Spencer Platt | Getty Images News | Getty Images

This report is from today’s CNBC Daily Open, our new, international markets newsletter. CNBC Daily Open brings investors up to speed on everything they need to know, no matter where they are. Like what you see? You can subscribe here.

What you need to know today

A fierce winning streak
U.S. stocks rose Tuesday to hit fresh winning streaks, their longest in three years. But Asia-Pacific markets were mixed Wednesday. Japan’s Nikkei 225 ticked down 0.1% despite rising confidence among large Japanese manufacturers, according to a Reuters Tankan survey. Meanwhile, Australia’s S&P/ASX 200 climbed 0.2% a day after the country’s central bank raised rates by 25 basis points.

Microsoft closes at a high
Microsoft shares climbed 1.12% to hit $360.53, a record high. It’s the eighth consecutive day in which the technology giant’s shares rose, a streak unseen since January 2021. Investors cheered Microsoft CEO Satya Nadella’s surprise appearance at OpenAI’s event, where he encouraged developers to build with Microsoft’s Azure cloud infrastructure.

‘Absolutely booming’ Chinese sector
China’s economy hasn’t recovered from its pandemic blues. But in the sectors of “electric vehicles and everything around sustainability and renewable power technology,” China is “absolutely booming,” Standard Chartered CEO Bill Winters told CNBC. Relatedly, China’s truck industry is increasingly using vehicles with assisted-driving technology, a critical step toward monetizing the nascent business.

Peak, not pause?
The U.S. Federal Reserve, European Central Bank and the Bank of England all paused interest rate hikes in recent weeks. This breather comes after dramatic hikes over the last 18 months as central banks grappled with unruly inflation. Some market watchers, in fact, think this lull in hikes isn’t so much a pause but the peak in rates — and are turning their attention to when central banks will start cutting.

[PRO] Buy BYD
Over the past 18 months, Warren Buffett’s Berkshire Hathaway has sold more than half its stake in Chinese electric vehicle maker BYD, according to stock filings. Despite that, analysts still think BYD’s a stock worth buying — and some even raised their price targets for the firm.

The bottom line

Last month’s sudden surge in Treasury yields and oil prices — both of which tend to suppress investors’ appetite for stocks — looks to be ending. No, scratch that — the increases aren’t just ending, they’re ebbing.  

Look at oil: Contracts for both West Texas Intermediate and Brent futures fell around $3. WTI’s now at $77.01 a barrel while Brent’s $81.44, their lowest since July. That’s almost $10 per barrel less compared with a month ago, when prices jumped on fears triggered by the Israel-Hamas conflict.

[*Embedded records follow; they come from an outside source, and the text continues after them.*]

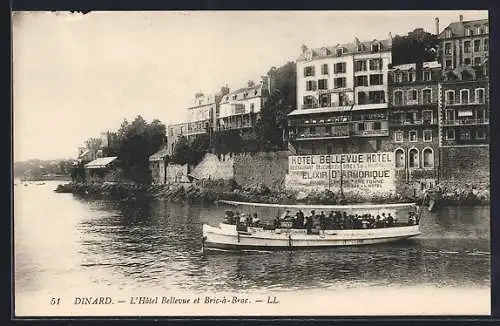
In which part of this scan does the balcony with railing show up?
[442,118,490,126]
[351,129,389,137]
[389,119,437,127]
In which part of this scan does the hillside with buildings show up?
[55,16,490,205]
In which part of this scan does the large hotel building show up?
[288,38,392,154]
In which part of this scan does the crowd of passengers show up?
[224,210,420,232]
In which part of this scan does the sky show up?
[12,11,488,161]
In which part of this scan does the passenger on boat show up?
[252,213,260,227]
[387,213,394,227]
[280,210,290,220]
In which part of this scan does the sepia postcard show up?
[12,10,491,318]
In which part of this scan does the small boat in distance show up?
[202,200,421,251]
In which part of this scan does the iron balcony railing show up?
[443,119,490,126]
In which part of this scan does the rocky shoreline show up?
[54,180,490,206]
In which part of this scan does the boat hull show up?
[203,224,420,251]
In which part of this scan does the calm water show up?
[14,182,490,296]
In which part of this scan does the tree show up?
[255,62,297,151]
[113,115,166,183]
[392,28,439,66]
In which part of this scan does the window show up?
[368,91,385,104]
[422,89,432,104]
[333,77,346,88]
[474,57,481,67]
[424,130,432,142]
[304,96,314,109]
[422,147,434,168]
[476,129,486,140]
[446,129,455,140]
[393,72,403,83]
[476,109,486,122]
[394,91,403,105]
[304,66,314,77]
[446,91,455,105]
[460,129,470,140]
[354,60,366,71]
[333,62,346,74]
[408,148,420,169]
[422,70,432,80]
[370,59,382,70]
[319,94,331,108]
[408,72,415,83]
[394,131,403,143]
[464,41,470,53]
[474,40,481,52]
[460,89,469,104]
[422,110,432,125]
[339,93,347,106]
[370,74,384,85]
[394,148,405,169]
[408,89,418,104]
[475,88,484,104]
[306,80,316,91]
[318,79,328,89]
[358,92,368,104]
[401,72,408,83]
[355,76,368,86]
[408,130,417,142]
[444,43,451,55]
[446,110,455,124]
[321,63,328,75]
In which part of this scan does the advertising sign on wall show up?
[287,152,395,193]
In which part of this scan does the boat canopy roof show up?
[218,200,417,210]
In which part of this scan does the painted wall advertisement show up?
[286,152,396,193]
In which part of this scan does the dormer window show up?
[305,49,312,60]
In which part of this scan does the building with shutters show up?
[288,37,392,154]
[389,61,441,188]
[436,15,489,69]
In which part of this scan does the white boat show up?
[202,201,421,251]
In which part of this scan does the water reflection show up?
[15,185,490,291]
[75,201,490,291]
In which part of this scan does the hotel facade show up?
[288,38,392,155]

Meanwhile, the 10-year Treasury yield fell around 10 basis points to 4.569% and the 2-year yield slipped 3 basis points to 4.915%. As Treasury yields serve as the benchmark for interest rates on loans and cash investments, sinking yields generally benefit rate-sensitive companies more. In other words: the Magnificent Seven Big Tech. Amazon led the pack, shooting up 2.13% yesterday.

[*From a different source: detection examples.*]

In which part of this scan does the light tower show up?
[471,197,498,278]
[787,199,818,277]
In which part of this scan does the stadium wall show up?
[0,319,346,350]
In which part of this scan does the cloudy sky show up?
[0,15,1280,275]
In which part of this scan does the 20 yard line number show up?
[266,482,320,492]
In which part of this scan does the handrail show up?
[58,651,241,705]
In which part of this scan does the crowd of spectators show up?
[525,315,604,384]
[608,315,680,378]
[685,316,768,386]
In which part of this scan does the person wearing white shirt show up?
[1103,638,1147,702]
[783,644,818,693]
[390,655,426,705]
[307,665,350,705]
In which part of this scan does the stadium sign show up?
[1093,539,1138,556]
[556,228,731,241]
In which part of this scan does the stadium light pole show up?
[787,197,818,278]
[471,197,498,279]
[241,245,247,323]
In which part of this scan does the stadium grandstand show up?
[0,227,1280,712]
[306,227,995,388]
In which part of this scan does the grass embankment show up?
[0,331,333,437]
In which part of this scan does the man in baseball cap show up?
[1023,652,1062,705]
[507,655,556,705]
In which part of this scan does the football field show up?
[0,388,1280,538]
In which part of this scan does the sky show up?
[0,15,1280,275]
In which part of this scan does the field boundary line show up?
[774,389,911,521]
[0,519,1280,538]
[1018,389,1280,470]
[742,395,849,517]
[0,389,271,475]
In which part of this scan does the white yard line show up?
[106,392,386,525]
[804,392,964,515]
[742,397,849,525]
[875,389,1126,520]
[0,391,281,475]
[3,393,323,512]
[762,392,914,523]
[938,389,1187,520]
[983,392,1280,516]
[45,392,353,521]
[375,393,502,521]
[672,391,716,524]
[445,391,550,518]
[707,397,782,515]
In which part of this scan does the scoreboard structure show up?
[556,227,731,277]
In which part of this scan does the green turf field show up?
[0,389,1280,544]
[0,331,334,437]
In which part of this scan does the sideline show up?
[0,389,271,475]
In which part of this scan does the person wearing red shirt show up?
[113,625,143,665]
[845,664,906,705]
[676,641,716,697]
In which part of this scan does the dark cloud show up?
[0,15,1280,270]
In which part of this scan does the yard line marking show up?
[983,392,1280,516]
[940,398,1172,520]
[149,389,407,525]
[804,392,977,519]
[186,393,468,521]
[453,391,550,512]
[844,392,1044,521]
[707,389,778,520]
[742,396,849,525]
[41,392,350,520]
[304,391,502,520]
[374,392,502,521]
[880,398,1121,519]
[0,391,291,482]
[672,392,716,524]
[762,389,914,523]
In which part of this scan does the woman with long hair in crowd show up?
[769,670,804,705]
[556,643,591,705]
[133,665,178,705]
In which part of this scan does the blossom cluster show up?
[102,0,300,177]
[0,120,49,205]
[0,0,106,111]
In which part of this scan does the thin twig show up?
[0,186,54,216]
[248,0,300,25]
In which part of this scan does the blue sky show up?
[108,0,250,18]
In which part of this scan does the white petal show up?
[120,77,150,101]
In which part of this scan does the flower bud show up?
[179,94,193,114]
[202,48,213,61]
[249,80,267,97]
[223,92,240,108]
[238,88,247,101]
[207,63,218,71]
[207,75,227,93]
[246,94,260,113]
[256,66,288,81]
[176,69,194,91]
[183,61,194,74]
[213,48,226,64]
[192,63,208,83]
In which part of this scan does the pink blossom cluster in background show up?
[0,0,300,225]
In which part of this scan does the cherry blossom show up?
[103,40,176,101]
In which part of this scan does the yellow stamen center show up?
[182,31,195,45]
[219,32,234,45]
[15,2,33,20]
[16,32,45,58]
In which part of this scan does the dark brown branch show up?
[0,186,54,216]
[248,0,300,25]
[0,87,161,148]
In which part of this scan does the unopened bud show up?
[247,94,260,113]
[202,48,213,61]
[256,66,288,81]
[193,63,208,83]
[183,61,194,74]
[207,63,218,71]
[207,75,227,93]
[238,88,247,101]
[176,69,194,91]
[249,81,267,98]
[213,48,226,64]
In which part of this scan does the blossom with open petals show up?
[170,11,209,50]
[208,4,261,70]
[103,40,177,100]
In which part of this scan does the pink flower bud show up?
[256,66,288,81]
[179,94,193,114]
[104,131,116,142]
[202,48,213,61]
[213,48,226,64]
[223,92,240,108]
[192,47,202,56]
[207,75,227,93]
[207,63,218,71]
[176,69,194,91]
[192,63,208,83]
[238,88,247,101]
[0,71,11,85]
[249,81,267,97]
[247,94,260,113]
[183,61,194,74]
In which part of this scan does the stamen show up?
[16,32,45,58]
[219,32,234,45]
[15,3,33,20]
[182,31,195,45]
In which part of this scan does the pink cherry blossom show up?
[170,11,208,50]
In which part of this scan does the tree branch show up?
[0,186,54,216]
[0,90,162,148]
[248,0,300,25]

That explains why the Nasdaq Composite jumped 0.9%, more than the S&P 500’s 0.28% gain and the Dow Jones Industrial Average’s 0.17% increase. Still, that’s not downplaying the movements. The S&P and Dow are enjoying their seventh consecutive session of gains, while the Nasdaq’s basking in its eighth.

If the U.S. Federal Reserve does indeed steer the economy to a soft landing, in which inflation is contained below 2% without the economy contracting, then there could be a further rally in stocks, said HSBC. Within periods of soft landings, the S&P has jumped, on average, 22% in the space between a pause and six months after rate cuts begin, noted HSBC’s global equity strategist Alastair Pinder.

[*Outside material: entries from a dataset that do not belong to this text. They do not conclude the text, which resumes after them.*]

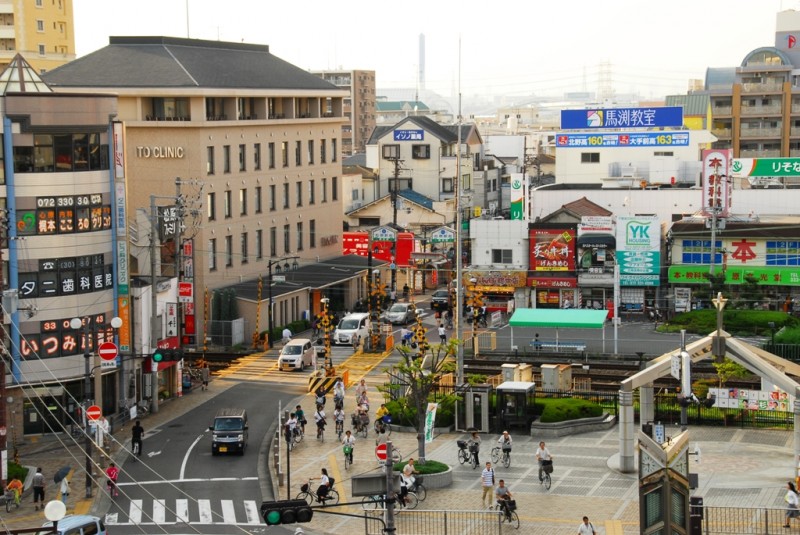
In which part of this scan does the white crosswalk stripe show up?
[106,498,264,525]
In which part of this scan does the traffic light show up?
[261,500,314,526]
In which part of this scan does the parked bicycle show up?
[297,477,339,507]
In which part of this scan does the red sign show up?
[530,228,575,271]
[97,342,119,360]
[342,232,414,267]
[86,405,103,420]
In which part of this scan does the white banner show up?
[425,403,439,444]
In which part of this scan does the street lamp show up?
[69,317,122,498]
[267,256,300,349]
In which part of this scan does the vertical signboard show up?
[510,173,527,220]
[702,149,733,217]
[617,216,661,286]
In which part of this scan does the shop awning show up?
[578,234,617,249]
[508,308,608,329]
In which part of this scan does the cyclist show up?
[333,405,344,436]
[314,405,328,437]
[536,440,553,483]
[494,479,512,516]
[497,431,513,457]
[294,405,308,435]
[106,463,119,496]
[6,477,22,506]
[342,429,356,464]
[131,420,144,461]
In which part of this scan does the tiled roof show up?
[42,37,339,91]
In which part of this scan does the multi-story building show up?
[312,70,375,156]
[0,0,75,73]
[705,10,800,158]
[46,37,349,388]
[0,56,119,434]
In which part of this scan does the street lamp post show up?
[69,317,122,498]
[267,256,300,349]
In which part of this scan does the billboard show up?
[529,228,575,271]
[616,216,661,286]
[561,106,683,130]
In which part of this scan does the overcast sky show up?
[74,0,788,98]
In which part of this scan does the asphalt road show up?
[106,382,302,535]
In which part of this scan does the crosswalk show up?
[105,498,264,526]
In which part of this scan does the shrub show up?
[392,459,450,476]
[536,398,603,423]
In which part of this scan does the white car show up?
[278,338,317,371]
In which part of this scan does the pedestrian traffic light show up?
[261,500,314,526]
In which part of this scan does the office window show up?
[224,190,231,218]
[492,249,514,264]
[297,221,303,251]
[225,234,233,267]
[206,191,217,221]
[255,186,262,214]
[208,238,217,271]
[239,188,247,215]
[253,143,261,171]
[240,232,247,264]
[206,147,214,175]
[411,145,431,160]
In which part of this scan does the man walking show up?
[481,461,494,509]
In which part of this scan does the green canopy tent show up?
[508,308,608,350]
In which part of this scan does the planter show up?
[531,413,617,438]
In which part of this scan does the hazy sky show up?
[74,0,788,97]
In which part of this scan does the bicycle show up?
[495,500,519,529]
[492,446,511,468]
[296,477,339,507]
[539,460,553,490]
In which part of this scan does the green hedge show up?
[535,398,603,424]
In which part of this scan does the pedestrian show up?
[481,461,494,509]
[578,516,597,535]
[200,363,210,390]
[33,466,44,511]
[783,481,800,528]
[61,476,69,505]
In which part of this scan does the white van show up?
[333,312,369,344]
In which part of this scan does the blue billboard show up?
[561,106,683,130]
[556,131,689,149]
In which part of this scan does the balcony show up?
[742,104,781,115]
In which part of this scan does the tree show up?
[387,339,458,464]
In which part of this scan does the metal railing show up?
[364,508,502,535]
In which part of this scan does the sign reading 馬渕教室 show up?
[561,106,683,130]
[556,131,689,149]
[394,130,425,141]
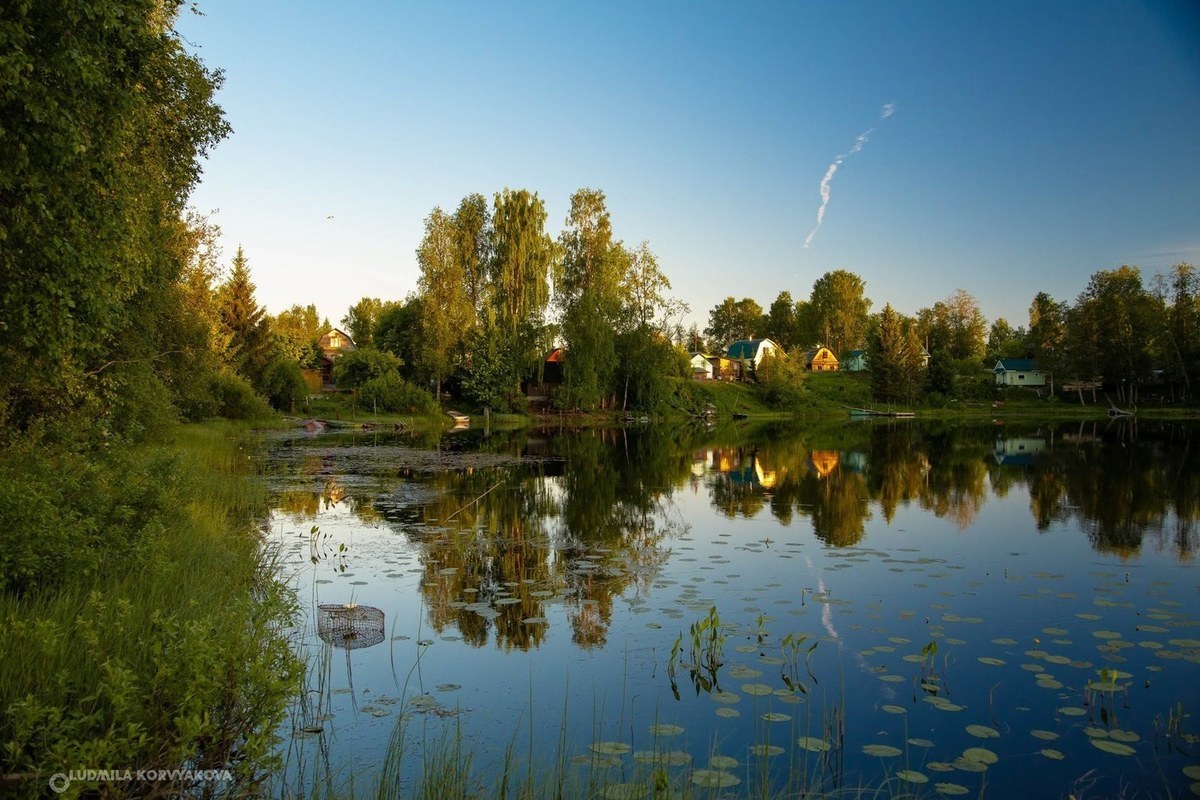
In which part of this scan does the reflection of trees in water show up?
[388,431,689,649]
[689,421,1200,559]
[1012,421,1200,560]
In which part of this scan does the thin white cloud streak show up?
[804,103,896,248]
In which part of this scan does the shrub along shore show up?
[0,423,301,796]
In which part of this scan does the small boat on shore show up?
[847,407,917,420]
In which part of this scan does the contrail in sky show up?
[804,103,896,247]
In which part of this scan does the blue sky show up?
[178,0,1200,327]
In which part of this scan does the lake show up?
[263,420,1200,798]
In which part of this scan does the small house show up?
[839,350,870,372]
[725,339,784,372]
[318,327,359,389]
[804,347,839,372]
[708,355,742,380]
[992,359,1046,386]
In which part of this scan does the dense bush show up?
[263,359,308,411]
[755,353,805,409]
[358,372,438,414]
[211,372,271,420]
[334,348,401,389]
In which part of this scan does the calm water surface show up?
[265,420,1200,798]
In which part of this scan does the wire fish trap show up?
[317,603,384,650]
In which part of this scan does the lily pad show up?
[1091,739,1138,756]
[796,736,833,753]
[967,724,1000,739]
[962,747,1000,764]
[863,745,902,758]
[691,770,742,789]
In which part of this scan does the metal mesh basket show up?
[317,603,384,650]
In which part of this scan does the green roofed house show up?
[725,339,785,369]
[992,359,1046,386]
[840,350,870,372]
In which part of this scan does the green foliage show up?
[263,357,308,411]
[0,429,299,796]
[334,348,401,389]
[808,270,871,353]
[340,297,395,348]
[358,371,438,415]
[755,353,806,409]
[205,371,271,420]
[0,0,228,433]
[704,297,762,353]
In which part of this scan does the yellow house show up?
[804,347,838,372]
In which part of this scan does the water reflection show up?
[265,422,1200,649]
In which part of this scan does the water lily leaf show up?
[863,745,901,758]
[691,770,742,789]
[649,724,683,736]
[967,724,1000,739]
[750,745,784,758]
[1090,739,1138,756]
[796,736,833,753]
[962,747,1000,764]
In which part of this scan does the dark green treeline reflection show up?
[276,420,1200,649]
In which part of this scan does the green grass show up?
[0,425,300,796]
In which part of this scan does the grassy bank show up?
[0,425,299,796]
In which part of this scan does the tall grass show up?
[0,425,300,796]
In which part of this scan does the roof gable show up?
[992,359,1038,372]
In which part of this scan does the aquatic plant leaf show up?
[649,724,683,736]
[863,745,902,758]
[691,770,742,789]
[1090,739,1138,756]
[750,745,784,758]
[967,724,1000,739]
[962,747,1000,764]
[796,736,833,753]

And that immaculate disinflation isn’t just a dream. Chicago Federal Reserve President Austan Goolsbee told CNBC, “Because of some of the strangeness of this moment, there is the possibility of the golden path … that we got inflation down without a recession.”

Both the economy and markets have truly acted in strange, unprecedented ways ever since the pandemic. From one of the worst years for stocks and bonds in 2022, to a widely heralded bull rally in the S&P — and then a correction — in 2023. And I haven’t even started on the U.S. labor market and inflation numbers. Strange may be new and unsettling, but it isn’t necessarily bad.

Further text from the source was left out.